Пытаясь как-то упорядочить эти мучившие его своей бессмысленностью обрывки воспоминаний, Михаил Созонтович попробовал вытащить из них какую-нибудь красную нить, но из этого ровным счетом ничего не вышло. Он не мог не только припомнить что-нибудь далекое, но даже и то, что было сегодня. Пил он утром чай или кофе, менял лезвие в бритве или нет. Огромный спасительный материк – вся его жизнь – был совсем рядом, но не было на нем ни одного кустика, ни единого уступа, которые бы помогли ему спастись.

Все эти красивые картинки, однако, мы, несомненно, придумали за Михаила Созонтовича. Сам он ничего такого не представлял. Какое-то усилие, правда, совершалось в нем, но это было, скорее всего, усилие вдоха. Голова кружилась, теснило грудь и капельки пота охладили лоб. Налицо были все признаки состояния, предшествующего сердечному приступу, каковой вскоре с ним и случится. Однако все же не сейчас. Для этого требовалось еще подбавить жару, и невидимая рука с ковшиком была уже услужливо занесена, ибо…

В следующее мгновение взгляд Михаила Созонтовича встретился с агатовым глазом зависнувшей в воздухе косули. Перед ним была та самая картина, которую они писали с Мастером. Теперь он вспомнил, что в каталоге под тридцать вторым номером значилось неизвестное ему полотно. Там рядом с фамилией Мастера была приписка: «Совместно с учеником. Подпись нрзб». Выходит, этим таинственным НРЗБ и был Михаил Созонтович.

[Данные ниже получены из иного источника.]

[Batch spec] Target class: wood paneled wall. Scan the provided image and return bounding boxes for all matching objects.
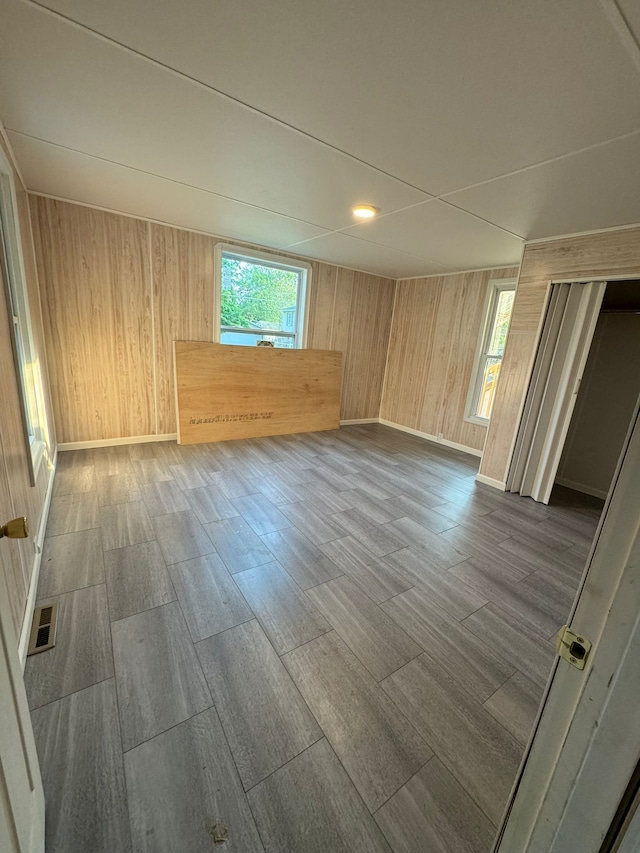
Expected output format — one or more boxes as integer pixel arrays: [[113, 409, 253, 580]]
[[480, 228, 640, 482], [380, 267, 518, 450], [0, 136, 55, 640], [31, 195, 394, 442]]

Домик его то возникал, то снова исчезал в этой адовой варильне, где всякая устойчивость представлялась лишь иллюзорным соблазном нескончаемого движения. Но именно его домик помогал зрителю понять, что художник не просто тешился, изображая хаос. В хаосе этом был свой смысл, своя поступательная гармония и даже какое-то теологическое тепло. Волны света, наподобие утреннего верблюжьего тумана, несли на себе самозабвенную жизнь мироздания. Древние письмена превращались в обыкновенные камни, их использовали на постройку жилищ, в которых загорался на мгновение огонек человеческого существования. Никто поначалу не мог заподозрить в этом домашнем, бдительном огоньке какую-либо опасность, но наступал момент, когда мир превращался для него в топливо, благодаря которому он, обежав пространство, безрассудно поднимался к небесам. Вернувшись на землю, он не заставал на ней даже вчерашних пепелищ, а только озера забвения и новые иероглифы незнакомых растений. Да еще косуля, вынырнув из тумана, посмотрит вокруг дочерним глазом и исчезнет до нового пришествия. А колесо все катится и катится, пока не остановит его какой-нибудь новорожденный человек, задумавший приспособить вещь для смысла и целесообразности своей жизни. И время, в котором все это происходит, – вечное настоящее.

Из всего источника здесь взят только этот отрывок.